I can not help but share a graph showing what all these innovations lead to. On the graph - the time of pumping 10 GB of data through the loop interface, depending on the version of the kernel. Less is better. The source is the same, the test bench is the same.

In any case, although select () has certain limitations (in particular, on the number of files in one request), using this function and non-blocking I / O mode is a way to transfer all work to the operating system in three dozen lines of code and simply process it your data. In most cases, the thread responsible for non-blocking I / O will consume only a couple of percent of the processing power of one core. Performing all calculations, the internal threads of the kernel of the operating system “eat up” dozens of times more.

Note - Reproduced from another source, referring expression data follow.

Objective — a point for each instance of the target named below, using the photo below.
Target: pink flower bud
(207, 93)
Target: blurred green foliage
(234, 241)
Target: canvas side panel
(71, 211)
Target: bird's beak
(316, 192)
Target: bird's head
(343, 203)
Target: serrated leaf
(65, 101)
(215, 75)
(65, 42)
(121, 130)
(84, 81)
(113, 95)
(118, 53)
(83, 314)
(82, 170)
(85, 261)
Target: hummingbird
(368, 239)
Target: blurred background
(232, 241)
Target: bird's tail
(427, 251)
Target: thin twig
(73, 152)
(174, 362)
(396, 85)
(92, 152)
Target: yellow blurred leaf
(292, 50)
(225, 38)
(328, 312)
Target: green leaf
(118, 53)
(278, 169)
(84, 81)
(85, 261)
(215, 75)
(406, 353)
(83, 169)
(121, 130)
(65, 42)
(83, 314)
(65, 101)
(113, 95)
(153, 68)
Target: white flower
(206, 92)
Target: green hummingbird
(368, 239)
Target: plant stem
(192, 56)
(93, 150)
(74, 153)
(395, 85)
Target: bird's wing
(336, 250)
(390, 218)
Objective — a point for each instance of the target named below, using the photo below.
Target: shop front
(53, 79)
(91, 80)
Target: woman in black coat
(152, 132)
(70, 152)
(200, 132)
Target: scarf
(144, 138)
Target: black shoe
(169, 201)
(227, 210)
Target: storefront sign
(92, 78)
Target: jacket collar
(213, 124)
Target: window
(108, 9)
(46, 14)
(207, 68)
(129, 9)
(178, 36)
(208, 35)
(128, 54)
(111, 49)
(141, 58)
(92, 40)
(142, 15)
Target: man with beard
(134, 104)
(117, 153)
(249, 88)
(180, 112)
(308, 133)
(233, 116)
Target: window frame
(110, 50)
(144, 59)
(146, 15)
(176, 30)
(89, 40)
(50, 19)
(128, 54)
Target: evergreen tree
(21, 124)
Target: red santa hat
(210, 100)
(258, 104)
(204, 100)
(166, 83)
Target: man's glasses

Let's go back to reducing the number of threads.
So, in the daemon there are a large number of objects of the “connection” class, and there is a set of operations that need to be applied to each connection object, and in the right order.

In multi-threaded architecture, a separate thread is created for each connection object, and operations are naturally performed in blocking mode in the desired sequence.

In an architecture with non-blocking I / O, a stream is created for each operation, which is sequentially applied to different objects. This is a bit like SIMD instructions like MMX and SSE: one instruction is applied to several objects at once. To withstand the necessary sequence of operations (that is, first calculate the result, and then send it), job queues between threads are created in the general memory of the process. Typically, queues are created on the basis of ring buffers, which in this case can be implemented in a "non-blocking" way.

In a real network service, between reading the request and sending the result, there will be a rather complicated branched processing algorithm, possibly including calling the application server, DBMS or other “heavy” operations, as well as a full set of branches, loops, error handling at every step, etc. Break it all down into a previously unknown number of threads running simultaneously, and even so that the load on the processor cores is approximately the same - this is the highest level of developer skills that requires masterly mastery of all aspects of system programming. In most cases, they make it much simpler: they enclose everything that is between read () and write () in a separate stream, and start N = the number of cores of copies of this stream. And then crutches are invented for clinch members competing for resources, killing DBMSs, etc.

5. Asynchronous I / O

If you do not understand the difference between asynchronous and synchronous functions, then for simplicity you can assume that the asynchronous function is executed in parallel and simultaneously with the program that called it, for example, on the neighboring kernel. On the one hand, the calling program does not need to wait for the end of the calculations and it can do something useful. On the other hand, when the results of the asynchronous function are ready, you need to somehow inform the customer program about this. The way this message occurs is implemented in different OSs in very different ways.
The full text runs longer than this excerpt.